NAT translation question for experts

Absolutely, just change the mask. Your use to one to one nat's with a /32 mask. Change the mask to a /16 and you'll get what your after. 10.150.3.3 will be 10.100.3.3

I'm not sure you understand. I don't want to change my source IP range (which is 172.26.x.x in this instance for this particular segment). I want to change the destination range.

Here is what I need:

My LAN segment is 172.26.12.0 /24

I have a 10.100.0.0 /16 elsewhere in my network (across a WAN, and it's in my OSPF routing table so it is "off limits")

I have a T1 to a company which we need to access - they also have

10.100.0.0 /16 addresses. We cannot access them directly because I would route the wrong way.

This other company does *not* have a problem with our internal

172.26.12.0 range. We can come from that. However, I cannot have my PC's look for their 10.100.x.x range because it'll route the wrong way. I would rather put in an alias network range and let my PC's try to hit 10.150.x.x, with that translating to 10.100.x.x once it gets past my router on their T1 (where I would prefer to do the NAT)

I've looked at ip nat inside, outside, destination, etc variants but am not sure which one, if any, will accomplish what I need. I don't want to NAT my own source IP's, I want to NAT their destination IP's.

-Bob

If you have "years of experience using NAT on Cisco IOS routers", why do you need to even ask this question. The problem you describe is exactly how NAT works.

What you need to do is have the other company configure a static translation from 10.150/16 to 10.100/16. Then on your router you route

10.150/16 through the Extranet to their router.

Thats one of doing it. I prefer to keep everything controlled in the local customers environment rather than relying on another companies IT department.

To the OP. There is absolutely no difference to your years of NAT experience with the exception of it's reversed since your trying to manipulate a destination network.

Ethernet (your local lan) ip nat outside serial (customer with 10.100net) ip nat inside

ip nat inside source static network 10.100.0.0 10.150.0.0 /16

Place a core route for 10.150/16 pointing to your T1 router and your done. The other side obviously needs a route to your 172 network.

That's what I missed - reversing the ip nat inside and outside statements on the interfaces. That just reinforces my need of a separate router.

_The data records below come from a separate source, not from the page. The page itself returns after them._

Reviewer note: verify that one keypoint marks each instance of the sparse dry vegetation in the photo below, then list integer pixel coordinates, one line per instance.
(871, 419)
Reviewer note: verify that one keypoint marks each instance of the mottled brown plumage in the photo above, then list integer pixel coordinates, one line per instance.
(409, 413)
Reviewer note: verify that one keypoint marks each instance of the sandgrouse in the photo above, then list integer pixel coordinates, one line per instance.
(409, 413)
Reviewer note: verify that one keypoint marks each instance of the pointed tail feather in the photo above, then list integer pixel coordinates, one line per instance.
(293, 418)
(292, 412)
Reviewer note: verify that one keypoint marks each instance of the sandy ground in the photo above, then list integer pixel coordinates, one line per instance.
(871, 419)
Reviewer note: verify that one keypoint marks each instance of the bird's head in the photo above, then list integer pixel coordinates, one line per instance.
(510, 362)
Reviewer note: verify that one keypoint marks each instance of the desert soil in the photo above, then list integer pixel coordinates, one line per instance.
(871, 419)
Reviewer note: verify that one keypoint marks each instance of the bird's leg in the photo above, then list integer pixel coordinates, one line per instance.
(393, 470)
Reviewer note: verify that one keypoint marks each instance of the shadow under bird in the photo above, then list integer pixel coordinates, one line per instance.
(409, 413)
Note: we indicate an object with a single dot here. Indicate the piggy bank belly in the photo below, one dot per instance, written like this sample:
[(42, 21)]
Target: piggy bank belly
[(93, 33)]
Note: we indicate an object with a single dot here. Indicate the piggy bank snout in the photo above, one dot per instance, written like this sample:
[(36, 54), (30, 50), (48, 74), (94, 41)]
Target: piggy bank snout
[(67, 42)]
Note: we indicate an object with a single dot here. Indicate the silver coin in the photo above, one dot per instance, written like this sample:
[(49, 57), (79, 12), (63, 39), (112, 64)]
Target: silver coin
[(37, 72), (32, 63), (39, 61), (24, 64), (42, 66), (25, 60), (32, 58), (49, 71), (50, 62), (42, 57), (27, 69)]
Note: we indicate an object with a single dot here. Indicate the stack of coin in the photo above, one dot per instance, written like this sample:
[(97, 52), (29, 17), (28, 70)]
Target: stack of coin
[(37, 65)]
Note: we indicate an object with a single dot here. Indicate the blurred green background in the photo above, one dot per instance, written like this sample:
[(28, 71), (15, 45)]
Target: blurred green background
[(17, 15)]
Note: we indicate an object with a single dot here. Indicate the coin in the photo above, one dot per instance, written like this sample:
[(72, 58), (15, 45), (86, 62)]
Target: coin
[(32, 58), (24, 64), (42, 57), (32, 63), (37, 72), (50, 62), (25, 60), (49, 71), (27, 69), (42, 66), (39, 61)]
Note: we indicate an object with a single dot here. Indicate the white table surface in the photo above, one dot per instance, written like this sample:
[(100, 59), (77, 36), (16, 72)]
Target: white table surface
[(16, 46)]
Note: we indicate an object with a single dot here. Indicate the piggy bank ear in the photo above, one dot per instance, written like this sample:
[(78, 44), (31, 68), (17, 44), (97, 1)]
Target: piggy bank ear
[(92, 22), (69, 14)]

I'll give that a shot. Thanks.

-Bob

The only reason you would need a seperate router is if the 2 different

10.100net's are off of it. If thats the case rather than buying new hardware you could have the end company (as Barry suggested) do the NAT.

Doesn't have have the problem that his LAN would be considered "inside" with respect to the Internet, but "outside" when NATting to the other company? You can't have both "ip nat inside" and "ip nat outside" on the same interface, can you?

If he has a customer/partner/vendor/whatever p2p T1 coming in to his internet router then there is more problems than just NAT! You are correct that if it were his internet router that it would be an issue since the inside interface can't be both nat inside and nat outside.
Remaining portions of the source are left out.